Magali Saby : « Mon fauteuil ne résume pas ce que je suis »

Magali Saby est comédienne et danseuse, une danseuse en fauteuil roulant…Etonnant, direz-vous ! Pourtant le corps a son langage propre, et chaque corps exprime sa musique spécifique. Alors pourquoi une jeune femme en fauteuil ne pourrait-elle pas devenir danseuse ? La danse ne s’arrête pas à l’image d’une femme debout sur ses jambes. Parce que la poésie et l’érotisme de la danse peuvent naître d’un mouvement de bras ou d’épaule, d’une expression ou d’un regard ! Ne pas le comprendre serait une façon de nier le corps de ceux que l’on dit « handicapés physiques ». Pourtant ils ont leur propre empreinte corporelle, leur mobilité, leur rythme. Et leurs gestes expriment leur identité et leurs désirs afin de nous séduire. Magali Saby fait partie de ces âmes, belles et différentes, qui dansent comme on livre un combat contre les préjugés et l’indifférence.

Témoignage.

« Je m’appelle Magali. Je suis une danseuse différente. Mon cerveau a manqué d’oxygène à ma naissance, et je suis presque née sur un fauteuil roulant. Ma mobilité est particulière, et je suis dyspraxique. Mon enfance n’a pas été simple. J’ai côtoyé la mort, la vie, l’amitié dans les hôpitaux. Et j’ai été davantage à l’hôpital que sur les bancs de l’école. Une école où personne ne m’aidait à me sentir bien parmi les autres. J’étais regardée comme une personne handicapée avec tous les clichés et les préjugés qui vont avec. J’ai toujours été dispensée de sport sans qu’on me demande mon avis. Mon professeur d’EPS n’avait jamais vu d’élève en fauteuil, j’étais la première. Et j’ai décidé de faire un bac danse. Alors elle m’a aidée à réaliser mon rêve. Puis à l’université, j’ai passé un Master d’Arts et Spectacle, et j’ai commencé les cours de théâtre.

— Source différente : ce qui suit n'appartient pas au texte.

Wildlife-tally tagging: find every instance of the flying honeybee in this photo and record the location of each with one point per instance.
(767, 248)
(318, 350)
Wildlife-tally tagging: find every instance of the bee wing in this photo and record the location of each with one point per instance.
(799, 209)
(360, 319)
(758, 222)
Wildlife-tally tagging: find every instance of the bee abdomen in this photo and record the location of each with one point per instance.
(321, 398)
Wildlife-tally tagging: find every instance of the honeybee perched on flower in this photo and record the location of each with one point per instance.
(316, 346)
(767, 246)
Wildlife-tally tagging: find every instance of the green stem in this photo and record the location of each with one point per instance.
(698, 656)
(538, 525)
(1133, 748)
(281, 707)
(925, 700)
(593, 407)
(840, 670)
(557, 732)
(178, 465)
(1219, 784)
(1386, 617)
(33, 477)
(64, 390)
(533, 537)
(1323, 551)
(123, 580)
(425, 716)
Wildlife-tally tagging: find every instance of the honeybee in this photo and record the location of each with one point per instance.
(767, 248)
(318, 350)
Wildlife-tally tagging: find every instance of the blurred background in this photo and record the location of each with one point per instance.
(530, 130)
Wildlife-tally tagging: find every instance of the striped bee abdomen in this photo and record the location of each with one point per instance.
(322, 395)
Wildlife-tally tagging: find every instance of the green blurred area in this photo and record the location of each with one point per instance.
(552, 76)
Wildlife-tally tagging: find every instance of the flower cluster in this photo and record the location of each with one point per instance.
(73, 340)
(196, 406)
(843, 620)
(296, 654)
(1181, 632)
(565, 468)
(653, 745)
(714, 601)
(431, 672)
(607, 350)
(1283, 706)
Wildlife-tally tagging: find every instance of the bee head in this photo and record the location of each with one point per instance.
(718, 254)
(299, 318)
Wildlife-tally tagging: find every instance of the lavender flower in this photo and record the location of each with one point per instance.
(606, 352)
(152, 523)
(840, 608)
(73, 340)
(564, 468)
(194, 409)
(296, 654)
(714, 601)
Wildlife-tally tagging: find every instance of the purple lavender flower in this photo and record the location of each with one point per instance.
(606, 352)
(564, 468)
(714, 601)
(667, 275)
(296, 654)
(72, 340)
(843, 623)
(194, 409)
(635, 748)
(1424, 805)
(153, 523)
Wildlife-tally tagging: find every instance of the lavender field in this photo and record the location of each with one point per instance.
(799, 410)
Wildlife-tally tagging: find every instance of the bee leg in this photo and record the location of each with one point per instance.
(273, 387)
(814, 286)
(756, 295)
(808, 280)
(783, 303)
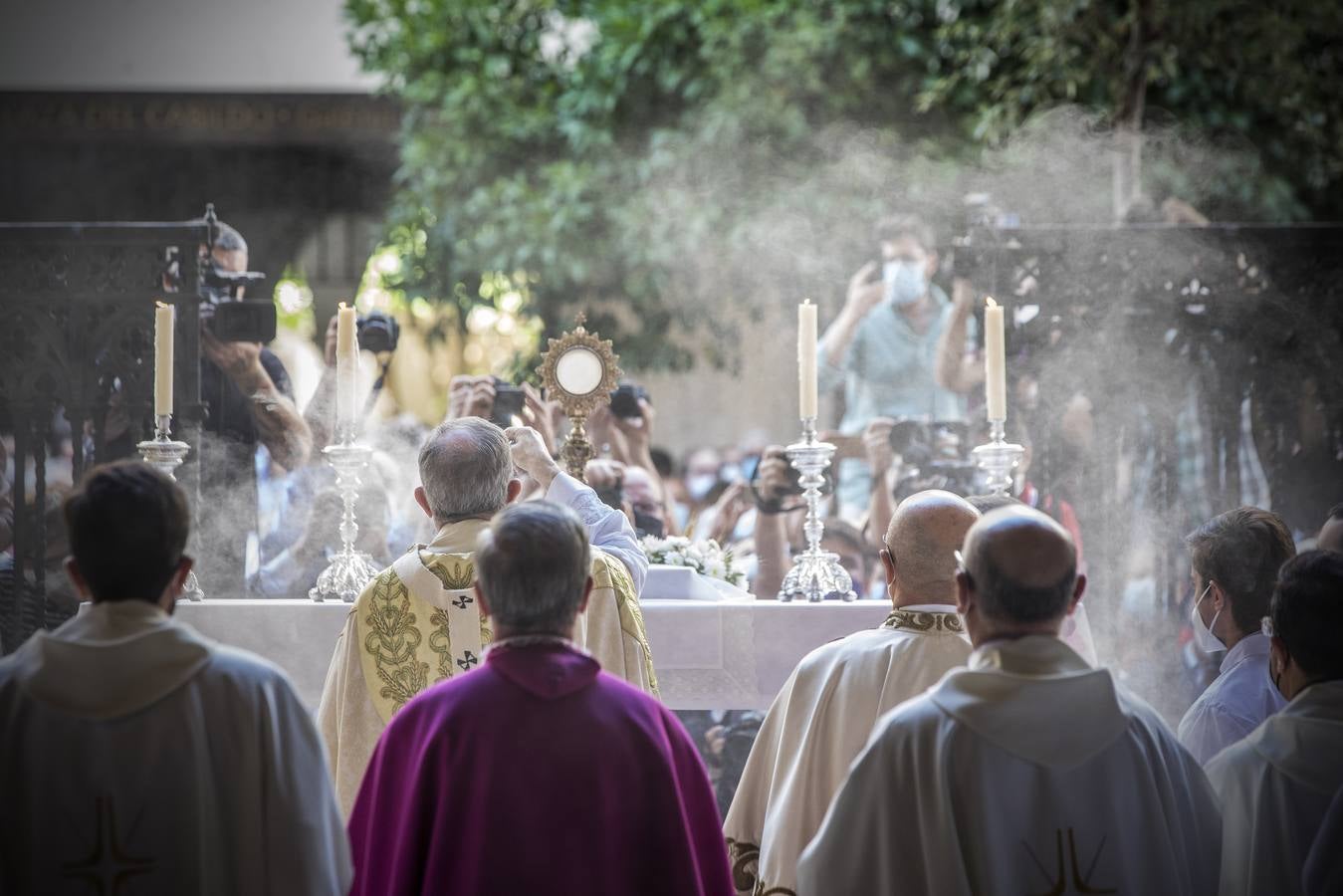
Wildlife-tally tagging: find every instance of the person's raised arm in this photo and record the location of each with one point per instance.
(322, 407)
(862, 296)
(881, 457)
(280, 426)
(958, 369)
(608, 528)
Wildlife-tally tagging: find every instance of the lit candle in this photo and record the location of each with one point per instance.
(346, 365)
(996, 361)
(807, 358)
(162, 358)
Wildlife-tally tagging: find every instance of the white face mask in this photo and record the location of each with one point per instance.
(700, 484)
(1204, 637)
(905, 283)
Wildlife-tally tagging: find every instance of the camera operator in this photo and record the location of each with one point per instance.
(245, 387)
(899, 345)
(249, 400)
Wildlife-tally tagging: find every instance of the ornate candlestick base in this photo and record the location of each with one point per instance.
(165, 454)
(349, 569)
(998, 458)
(815, 573)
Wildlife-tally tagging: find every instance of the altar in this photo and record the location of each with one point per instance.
(732, 654)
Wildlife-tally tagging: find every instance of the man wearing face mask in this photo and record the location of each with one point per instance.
(1234, 560)
(1277, 784)
(897, 345)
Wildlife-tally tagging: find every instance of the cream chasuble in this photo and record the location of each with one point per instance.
(1024, 773)
(137, 757)
(818, 723)
(1276, 787)
(418, 623)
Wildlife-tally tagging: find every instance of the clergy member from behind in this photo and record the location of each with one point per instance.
(138, 757)
(538, 773)
(824, 714)
(1277, 784)
(418, 623)
(1234, 559)
(1026, 773)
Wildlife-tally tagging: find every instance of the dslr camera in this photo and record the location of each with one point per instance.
(377, 332)
(508, 403)
(935, 456)
(624, 402)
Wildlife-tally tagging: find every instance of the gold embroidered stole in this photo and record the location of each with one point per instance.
(610, 573)
(408, 641)
(924, 622)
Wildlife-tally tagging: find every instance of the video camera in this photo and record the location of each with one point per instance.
(229, 318)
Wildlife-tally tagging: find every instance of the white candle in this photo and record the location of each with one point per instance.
(162, 358)
(996, 361)
(346, 365)
(807, 358)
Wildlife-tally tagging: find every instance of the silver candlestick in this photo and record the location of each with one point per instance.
(165, 454)
(815, 573)
(349, 569)
(998, 458)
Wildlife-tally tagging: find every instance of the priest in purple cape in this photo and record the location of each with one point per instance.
(536, 773)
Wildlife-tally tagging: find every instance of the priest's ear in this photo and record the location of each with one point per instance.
(77, 579)
(888, 564)
(177, 581)
(423, 501)
(587, 592)
(1078, 587)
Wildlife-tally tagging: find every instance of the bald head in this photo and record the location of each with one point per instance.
(923, 537)
(1022, 565)
(465, 466)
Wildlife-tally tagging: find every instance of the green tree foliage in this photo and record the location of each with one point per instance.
(654, 161)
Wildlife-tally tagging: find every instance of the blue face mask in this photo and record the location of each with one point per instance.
(905, 283)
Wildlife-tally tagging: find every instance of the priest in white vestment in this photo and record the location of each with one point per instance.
(1276, 786)
(1234, 559)
(823, 715)
(135, 757)
(418, 622)
(1026, 773)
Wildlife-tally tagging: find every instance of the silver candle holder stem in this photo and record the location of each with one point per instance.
(165, 454)
(815, 573)
(349, 571)
(998, 458)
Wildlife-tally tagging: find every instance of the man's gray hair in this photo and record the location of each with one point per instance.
(532, 565)
(465, 469)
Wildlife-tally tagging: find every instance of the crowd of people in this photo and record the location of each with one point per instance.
(491, 716)
(961, 747)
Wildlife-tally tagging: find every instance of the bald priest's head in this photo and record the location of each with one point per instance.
(466, 472)
(1018, 575)
(920, 545)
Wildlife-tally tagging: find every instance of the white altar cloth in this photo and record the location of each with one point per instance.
(707, 656)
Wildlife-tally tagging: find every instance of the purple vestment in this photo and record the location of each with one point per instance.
(536, 773)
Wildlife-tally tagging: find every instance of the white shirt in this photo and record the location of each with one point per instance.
(1234, 704)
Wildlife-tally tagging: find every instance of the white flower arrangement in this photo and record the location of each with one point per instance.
(707, 558)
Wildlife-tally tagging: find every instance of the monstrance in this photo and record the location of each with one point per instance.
(579, 369)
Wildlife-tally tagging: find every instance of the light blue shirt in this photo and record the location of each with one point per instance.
(608, 530)
(889, 371)
(1234, 704)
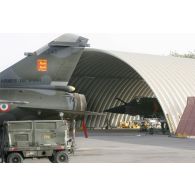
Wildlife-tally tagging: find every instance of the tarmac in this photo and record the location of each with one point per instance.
(129, 147)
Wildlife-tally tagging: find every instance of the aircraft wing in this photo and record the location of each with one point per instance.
(54, 62)
(52, 111)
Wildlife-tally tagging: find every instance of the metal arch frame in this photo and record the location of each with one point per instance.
(171, 80)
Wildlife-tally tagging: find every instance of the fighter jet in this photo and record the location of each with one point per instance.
(146, 107)
(37, 86)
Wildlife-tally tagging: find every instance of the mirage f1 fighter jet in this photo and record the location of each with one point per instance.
(37, 86)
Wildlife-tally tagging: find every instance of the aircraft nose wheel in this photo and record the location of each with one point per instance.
(14, 158)
(61, 157)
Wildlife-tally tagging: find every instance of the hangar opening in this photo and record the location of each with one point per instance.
(104, 79)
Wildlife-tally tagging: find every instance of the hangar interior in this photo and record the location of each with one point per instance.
(102, 78)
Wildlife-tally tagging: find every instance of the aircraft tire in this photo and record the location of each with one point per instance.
(14, 158)
(61, 157)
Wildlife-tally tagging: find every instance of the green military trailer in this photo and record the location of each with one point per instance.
(36, 139)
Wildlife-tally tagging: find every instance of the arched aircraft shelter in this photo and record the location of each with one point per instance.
(104, 75)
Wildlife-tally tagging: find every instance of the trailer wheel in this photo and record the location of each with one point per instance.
(14, 158)
(61, 157)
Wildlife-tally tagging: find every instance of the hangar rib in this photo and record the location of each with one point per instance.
(104, 75)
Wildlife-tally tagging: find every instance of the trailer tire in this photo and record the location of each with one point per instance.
(51, 159)
(14, 157)
(61, 157)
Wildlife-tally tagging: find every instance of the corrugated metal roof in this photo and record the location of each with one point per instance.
(103, 75)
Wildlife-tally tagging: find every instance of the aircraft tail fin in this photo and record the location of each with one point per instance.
(54, 62)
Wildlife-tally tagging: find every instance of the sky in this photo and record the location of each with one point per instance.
(13, 45)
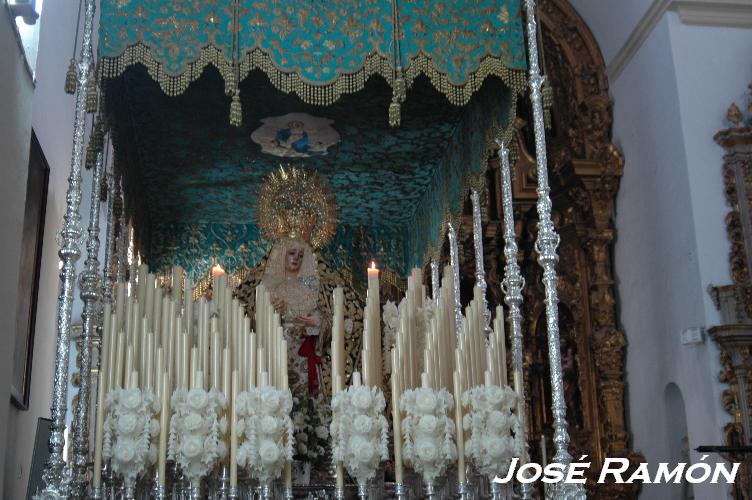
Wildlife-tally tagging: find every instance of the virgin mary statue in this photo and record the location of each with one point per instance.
(297, 212)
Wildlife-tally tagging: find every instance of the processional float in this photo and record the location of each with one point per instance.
(187, 390)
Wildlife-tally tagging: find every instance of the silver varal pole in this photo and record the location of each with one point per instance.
(546, 246)
(454, 260)
(69, 252)
(435, 282)
(91, 294)
(480, 271)
(512, 285)
(109, 245)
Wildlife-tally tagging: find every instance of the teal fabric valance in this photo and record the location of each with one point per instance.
(318, 50)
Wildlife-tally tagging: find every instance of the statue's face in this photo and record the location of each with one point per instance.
(294, 259)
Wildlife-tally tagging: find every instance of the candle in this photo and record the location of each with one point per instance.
(102, 381)
(175, 285)
(234, 433)
(543, 450)
(396, 421)
(164, 419)
(459, 428)
(226, 381)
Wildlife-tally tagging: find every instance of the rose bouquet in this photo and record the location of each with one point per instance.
(360, 433)
(196, 428)
(428, 431)
(492, 427)
(129, 428)
(264, 422)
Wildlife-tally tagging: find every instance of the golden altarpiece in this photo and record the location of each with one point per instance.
(404, 125)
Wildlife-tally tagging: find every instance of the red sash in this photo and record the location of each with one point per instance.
(308, 350)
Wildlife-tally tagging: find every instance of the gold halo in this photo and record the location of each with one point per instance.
(298, 204)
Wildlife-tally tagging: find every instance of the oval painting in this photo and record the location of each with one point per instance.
(295, 135)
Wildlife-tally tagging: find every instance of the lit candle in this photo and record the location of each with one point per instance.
(164, 419)
(396, 421)
(459, 428)
(234, 433)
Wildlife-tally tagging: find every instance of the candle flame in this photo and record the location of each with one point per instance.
(217, 270)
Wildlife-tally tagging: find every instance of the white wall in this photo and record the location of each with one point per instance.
(671, 244)
(16, 89)
(52, 118)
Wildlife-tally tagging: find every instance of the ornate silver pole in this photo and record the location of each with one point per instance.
(454, 259)
(91, 294)
(480, 271)
(512, 286)
(109, 245)
(435, 283)
(69, 252)
(546, 245)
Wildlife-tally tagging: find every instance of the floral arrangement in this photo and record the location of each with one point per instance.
(264, 419)
(129, 428)
(428, 431)
(493, 428)
(360, 433)
(310, 421)
(196, 428)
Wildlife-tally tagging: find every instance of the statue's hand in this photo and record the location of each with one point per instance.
(308, 320)
(278, 305)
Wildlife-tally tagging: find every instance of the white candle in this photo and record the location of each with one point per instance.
(164, 420)
(459, 428)
(234, 432)
(396, 421)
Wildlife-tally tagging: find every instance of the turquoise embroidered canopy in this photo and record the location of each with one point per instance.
(396, 187)
(318, 50)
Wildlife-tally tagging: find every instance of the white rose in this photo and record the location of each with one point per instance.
(363, 424)
(428, 423)
(197, 399)
(131, 399)
(192, 446)
(269, 401)
(495, 447)
(497, 421)
(426, 449)
(269, 452)
(126, 423)
(269, 425)
(153, 427)
(362, 450)
(425, 400)
(192, 422)
(125, 450)
(298, 419)
(362, 398)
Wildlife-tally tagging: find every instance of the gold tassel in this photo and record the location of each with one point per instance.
(394, 113)
(91, 94)
(230, 83)
(70, 78)
(400, 89)
(236, 111)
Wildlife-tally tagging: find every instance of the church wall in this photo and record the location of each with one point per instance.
(671, 244)
(16, 89)
(52, 118)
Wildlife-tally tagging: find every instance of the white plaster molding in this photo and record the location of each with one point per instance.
(730, 13)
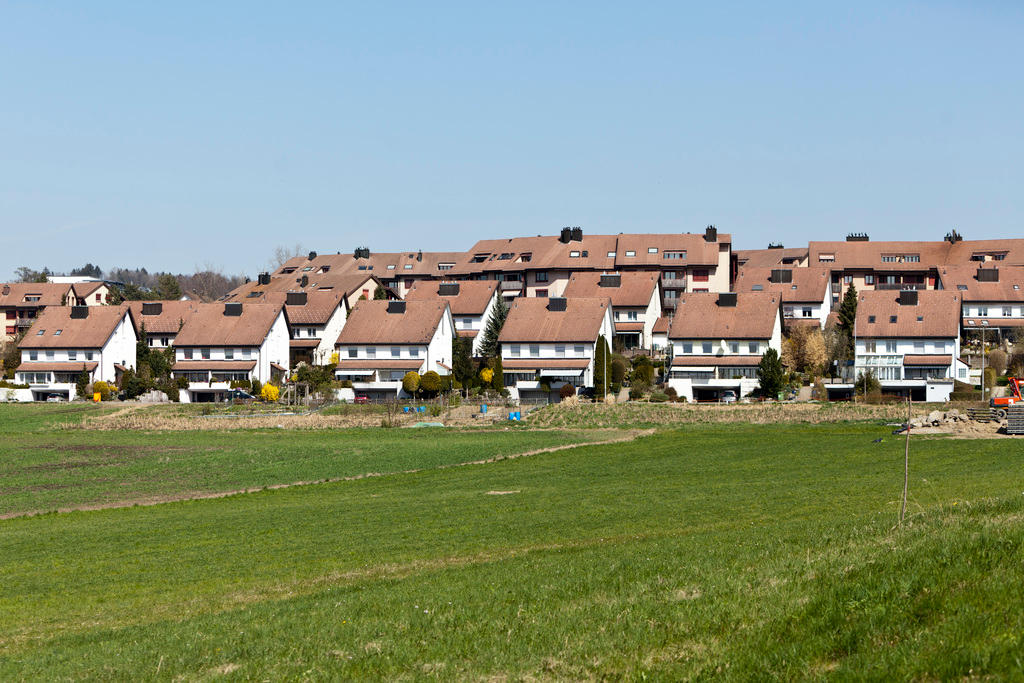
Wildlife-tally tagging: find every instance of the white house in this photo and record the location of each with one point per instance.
(65, 341)
(636, 302)
(909, 340)
(552, 342)
(718, 340)
(384, 340)
(228, 342)
(472, 303)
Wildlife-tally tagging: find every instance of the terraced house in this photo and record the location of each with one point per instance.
(65, 341)
(221, 343)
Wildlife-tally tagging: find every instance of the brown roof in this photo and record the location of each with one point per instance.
(938, 310)
(473, 297)
(636, 288)
(208, 326)
(699, 316)
(69, 367)
(51, 294)
(542, 364)
(923, 359)
(808, 285)
(370, 323)
(381, 364)
(964, 281)
(169, 321)
(529, 321)
(181, 366)
(90, 332)
(716, 360)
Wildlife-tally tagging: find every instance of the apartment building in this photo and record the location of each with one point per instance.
(472, 303)
(384, 340)
(636, 302)
(549, 342)
(717, 341)
(228, 342)
(65, 341)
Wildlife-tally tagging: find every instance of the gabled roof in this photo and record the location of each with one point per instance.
(635, 290)
(370, 323)
(472, 299)
(698, 315)
(56, 329)
(530, 321)
(172, 315)
(51, 294)
(807, 285)
(937, 314)
(208, 326)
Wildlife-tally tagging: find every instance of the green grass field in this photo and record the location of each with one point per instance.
(711, 551)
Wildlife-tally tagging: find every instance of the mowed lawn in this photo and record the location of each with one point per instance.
(737, 552)
(44, 468)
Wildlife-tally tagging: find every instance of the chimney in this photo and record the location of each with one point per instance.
(556, 303)
(988, 274)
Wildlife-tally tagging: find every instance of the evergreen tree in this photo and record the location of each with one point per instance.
(488, 346)
(771, 374)
(848, 316)
(600, 360)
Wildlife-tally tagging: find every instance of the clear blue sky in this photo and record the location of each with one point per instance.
(177, 134)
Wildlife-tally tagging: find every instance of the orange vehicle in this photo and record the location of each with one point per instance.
(1004, 402)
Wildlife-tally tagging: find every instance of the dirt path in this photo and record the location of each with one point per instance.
(626, 435)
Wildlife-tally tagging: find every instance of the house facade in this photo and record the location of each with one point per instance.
(717, 341)
(547, 343)
(384, 340)
(65, 341)
(228, 342)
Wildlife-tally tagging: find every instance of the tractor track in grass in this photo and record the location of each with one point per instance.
(626, 435)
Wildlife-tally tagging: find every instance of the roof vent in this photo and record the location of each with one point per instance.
(727, 299)
(988, 274)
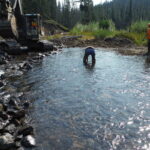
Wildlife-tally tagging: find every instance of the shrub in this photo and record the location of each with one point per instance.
(107, 25)
(101, 34)
(139, 26)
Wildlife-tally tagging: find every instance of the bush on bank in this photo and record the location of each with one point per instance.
(106, 28)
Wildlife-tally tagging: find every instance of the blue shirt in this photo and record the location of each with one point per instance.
(90, 51)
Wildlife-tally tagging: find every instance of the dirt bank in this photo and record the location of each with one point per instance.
(16, 130)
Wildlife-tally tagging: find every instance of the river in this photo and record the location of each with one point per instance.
(75, 107)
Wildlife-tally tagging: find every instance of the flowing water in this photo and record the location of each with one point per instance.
(106, 107)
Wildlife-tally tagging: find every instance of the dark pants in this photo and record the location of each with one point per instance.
(148, 47)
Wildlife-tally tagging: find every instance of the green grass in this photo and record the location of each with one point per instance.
(136, 33)
(139, 27)
(137, 38)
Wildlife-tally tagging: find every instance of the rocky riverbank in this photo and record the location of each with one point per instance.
(16, 130)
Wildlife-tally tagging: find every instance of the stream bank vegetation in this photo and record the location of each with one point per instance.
(106, 29)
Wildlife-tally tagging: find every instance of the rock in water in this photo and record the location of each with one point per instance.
(6, 142)
(28, 141)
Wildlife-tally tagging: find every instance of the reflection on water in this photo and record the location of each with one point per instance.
(106, 107)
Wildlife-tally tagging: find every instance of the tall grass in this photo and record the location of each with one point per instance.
(79, 28)
(136, 32)
(139, 27)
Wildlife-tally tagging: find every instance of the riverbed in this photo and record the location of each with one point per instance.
(76, 107)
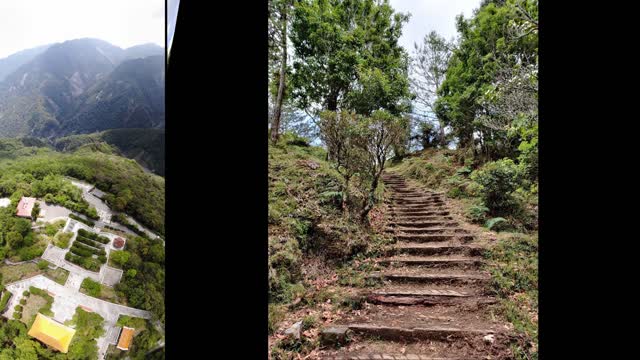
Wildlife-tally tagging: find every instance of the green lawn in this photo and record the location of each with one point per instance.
(31, 308)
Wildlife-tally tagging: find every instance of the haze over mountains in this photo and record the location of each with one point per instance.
(81, 86)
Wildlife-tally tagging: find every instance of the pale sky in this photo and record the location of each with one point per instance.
(26, 24)
(427, 15)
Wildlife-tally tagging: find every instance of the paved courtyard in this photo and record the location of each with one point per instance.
(67, 298)
(110, 276)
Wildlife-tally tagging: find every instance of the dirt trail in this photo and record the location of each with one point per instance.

Jeune, je n’acceptais pas le corps que j’avais. Et je pense que pour assumer ma différence, il me fallait passer par la danse et son langage corporel. J’avais besoin également d’affirmer ma féminité, mes désirs, ma séduction. Il me fallait alors présenter ce corps dans un espace scénique.

J’ai été très vite engagée dans une compagnie de danse inclusive à Londres. C’était une véritable expérience artistique créative très différente de ce que j’avais connu à Paris. En France, nous sommes davantage dans la danse-thérapie et la drama-thérapie pour les gens différents. On se sert des arts pour « soigner » et venir en aide à la personne différente. Mais on la ramène finalement sans cesse à sa différence, en ignorant sa créativité et son talent.

Les mots sont importants. Et dans notre pays, le mot handicap renvoie dans le dictionnaire à « l’incapacité de faire des choses ». Il évoque la maladie, la peur, l’angoisse, la faiblesse… Outre-Atlantique, le handicap se définit par la performance et ce qu’il est possible de faire.

Participer au « Magazine de la différence », c’est contribuer à changer les mentalités françaises, et à lutter pour une meilleure reconnaissance des personnes différentes.

Alors oublions le mot handicap et remplaçons-le par « différence ». Ainsi nous mettrons fin aux clichés et dévoilerons d’autres richesses et compétence. Cela sera une manière d’universaliser ce combat.

Aujourd’hui je pars en Allemagne pour danser, créer et communier avec les autres. Je vis de mon travail en tant qu’intermittente du spectacle. J’assume enfin ma mobilité, ma différence, ma féminité, mon statut d’artiste. J’ai créé mon monde imaginaire. Et à travers chaque rôle, je m’invente et je me réinvente. Sur scène, je deviens mon personnage, une interprète, une danseuse. Et on ne voit plus la personne handicapée avec son fauteuil que l’on a toujours essayé de mettre en échec. Mon fauteuil est devenu un outil scénique. Et il n’est plus ce que je suis ».